Avoirs étrangers. Il n’est toujours pas interdit de détenir des liquidités ou des placements à l’étranger. Il peut y avoir des raisons parfaitement légitimes à cela, p.ex. parce que des établissements financiers étrangers proposent un type de placement dont l’offre en Belgique est limitée ou parce que la détention des avoirs auprès d’un établissement étranger déterminé est motivée par les services et les conseils spécialisés qu’offre cet établissement.

Régularisation. Depuis 2004, la Belgique a instauré quatre procédures de régularisation fiscale et pénale successives, les «déclarations libératoires uniques». Alors qu’initialement, c’étaient principalement les revenus fiscalement non prescrits qui étaient régularisés, la DLUquater, qui court du 1er  août 2016 au 31 décembre 2022, prévoit une imposition forfaitaire de 40 % des capitaux prescrits dont l’origine licite ne peut pas être étayée par des preuves. Outre ces procédures de régularisation officielles, il a toujours aussi été possible de demander une régularisation spontanée.

Rôle des banques. Les établissements financiers établis en Belgique jouent un rôle essentiel dans la lutte contre le blanchiment d’argent, en particulier en acceptant ou non les rapatriements d’avoirs étrangers. Ils doivent contrôler minutieusement l’origine de ces avoirs en vertu de leur devoir de vigilance. Leur rôle a été renforcé par la loi du 18 septembre 2017, la «loi anti-blanchiment», qui a remplacé la loi du 11 janvier 1993. La Banque nationale de Belgique (BNB) exerce quant à elle un rôle de surveillance à l’égard des établissements financiers belges. Dans sa circulaire du 8 juin 2021 (2021/06/23), elle a précisé davantage les obligations incombant aux établissements financiers en vertu de la loi anti-blanchiment. La BNB y adopte clairement une attitude extrêmement stricte vis-à-vis de ce devoir de vigilance.

Approche concrète.

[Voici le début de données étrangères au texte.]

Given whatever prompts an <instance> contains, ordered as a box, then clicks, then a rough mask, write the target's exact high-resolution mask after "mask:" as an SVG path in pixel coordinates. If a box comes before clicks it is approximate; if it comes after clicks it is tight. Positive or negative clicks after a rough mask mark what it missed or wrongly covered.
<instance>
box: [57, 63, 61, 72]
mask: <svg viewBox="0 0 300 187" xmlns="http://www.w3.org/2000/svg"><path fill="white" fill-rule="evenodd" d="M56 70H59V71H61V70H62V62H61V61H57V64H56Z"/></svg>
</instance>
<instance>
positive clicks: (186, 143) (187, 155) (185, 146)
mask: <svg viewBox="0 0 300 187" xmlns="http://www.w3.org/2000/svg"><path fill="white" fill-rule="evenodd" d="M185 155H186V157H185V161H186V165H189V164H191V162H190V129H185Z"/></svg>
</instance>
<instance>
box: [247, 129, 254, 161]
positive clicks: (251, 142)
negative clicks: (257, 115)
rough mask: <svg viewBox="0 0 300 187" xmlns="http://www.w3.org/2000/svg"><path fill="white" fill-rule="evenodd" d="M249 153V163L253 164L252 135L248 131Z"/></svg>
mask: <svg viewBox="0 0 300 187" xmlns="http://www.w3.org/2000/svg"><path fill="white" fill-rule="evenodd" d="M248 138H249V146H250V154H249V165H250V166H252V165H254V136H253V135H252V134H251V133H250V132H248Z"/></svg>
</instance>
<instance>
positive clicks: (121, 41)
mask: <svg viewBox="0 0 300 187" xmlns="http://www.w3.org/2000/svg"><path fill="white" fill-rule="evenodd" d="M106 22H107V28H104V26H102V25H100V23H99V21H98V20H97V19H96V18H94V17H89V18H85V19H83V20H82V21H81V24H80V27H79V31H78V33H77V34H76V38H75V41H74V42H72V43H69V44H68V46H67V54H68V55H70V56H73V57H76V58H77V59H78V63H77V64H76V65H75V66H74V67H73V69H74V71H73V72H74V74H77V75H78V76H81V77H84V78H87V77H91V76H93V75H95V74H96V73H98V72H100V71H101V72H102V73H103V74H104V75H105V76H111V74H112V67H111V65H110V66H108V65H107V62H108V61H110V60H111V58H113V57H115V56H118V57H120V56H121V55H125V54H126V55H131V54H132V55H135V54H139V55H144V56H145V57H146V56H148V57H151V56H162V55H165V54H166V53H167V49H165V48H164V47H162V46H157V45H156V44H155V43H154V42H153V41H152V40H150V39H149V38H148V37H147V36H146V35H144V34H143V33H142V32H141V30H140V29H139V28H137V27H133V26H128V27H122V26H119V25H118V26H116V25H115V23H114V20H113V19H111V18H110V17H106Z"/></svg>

Dans sa circulaire, la BNB ne vise pas uniquement les nouvelles acceptations d’avoirs étrangers. Les acceptations antérieures doivent aussi être réexaminées par les établissements financiers, mais plutôt de manière générale et sur la base d’échantillons (suffisants et crédibles). Pour chaque dossier d’acceptation, l’établissement financier doit se demander si une personne raisonnable serait convaincue de la licéité de l’origine des avoirs, celle-ci étant de préférence corroborée par des documents probants. La circulaire souligne encore davantage cette préférence pour les documents écrits en indiquant que les simples affirmations de clients sont très peu convaincantes. La circulaire précise encore que le fait que les avoirs proviennent d’une donation ou d’un héritage n’est pas suffisant pour ne pas procéder à une analyse. L’origine licite des fonds dans le chef du donateur ou du défunt doit également être prouvée à suffisance.

Obligation de déclaration. Si l’origine licite ne peut pas être étayée suffisamment et si les zones d’ombre dans le dossier ne peuvent pas être éclairées dans un délai raisonnable par des preuves supplémentaires, l’établissement financier doit effectuer une déclaration à la Cellule de traitement des informations financières (CTIF), qui peut à son tour informer le ministère public, lequel peut ouvrir une instruction et engager des poursuites. Dès qu’il y a une présomption de fraude, du fait que l’origine licite des avoirs ne peut pas être prouvée à suffisance, l’établissement financier doit donc déclarer le dossier. Il n’y a pas que les rapatriements effectifs qui sont visés, il y a également lieu de vérifier la licéité des tentatives de rapatriement de fonds annoncées, qui n’ont finalement pas lieu. Si cette licéité n’est pas prouvée, le rapatriement envisagé doit également être déclaré à la CTIF.

Circulaire. Dans la circulaire, la BNB accorde une attention particulière aux fonds, rapatriés ou non, qui ont déjà fait l’objet d’une régularisation, mais limitée uniquement aux revenus non prescrits fiscalement. Les fonds, rapatriés ou non, qui n’ont été régularisés que partiellement, à savoir uniquement pour le volet non prescrit fiscalement, peuvent à présent faire l’objet d’une déclaration à la CTIF. C’est particulièrement douloureux pour les contribuables qui ont opté pour une DLU ou une DLUbis. Ce n’est en effet que depuis la DLUter que la régularisation des capitaux prescrits a été expressément nommée par la loi. De la sorte, la circulaire accroît une nouvelle fois la pression sur les contribuables qui ont demandé de bonne foi, il y a des années, une régularisation du volet non prescrit et les pousse à présent à procéder à une régularisation complète. C’est possible, pour autant que vous n’ayez pas encore demandé de régularisation DLUquater et pour autant que des actes d’instruction n’aient pas encore été accomplis, par le ministère public p.ex. Dans sa circulaire, la BNB incite de facto les banques à mener une politique d’acceptation axée sur une régularisation complète.

Dans sa circulaire du 8 juin 2021, la Banque nationale adopte une attitude très stricte vis-à-vis des banques concernant leur devoir de vigilance à l’égard des rapatriements d’avoirs étrangers. La BNB a ainsi précisé qu’une présomption de fraude suffit déjà pour une déclaration obligatoire à la CTIF. Au cours des prochains mois, les banques devront aussi effectuer un audit complet de leur politique d’acceptation et des décisions prises par le passé en matière d’acceptation d’avoirs étrangers. Cet audit pourrait donner lieu à de nombreuses déclarations complémentaires à la CTIF. Par cette circulaire, la BNB met la pression sur les contribuables pour qu’ils procèdent à une régularisation complète DLUquater, même s’ils ont déjà effectué jadis une régularisation des revenus non prescrits.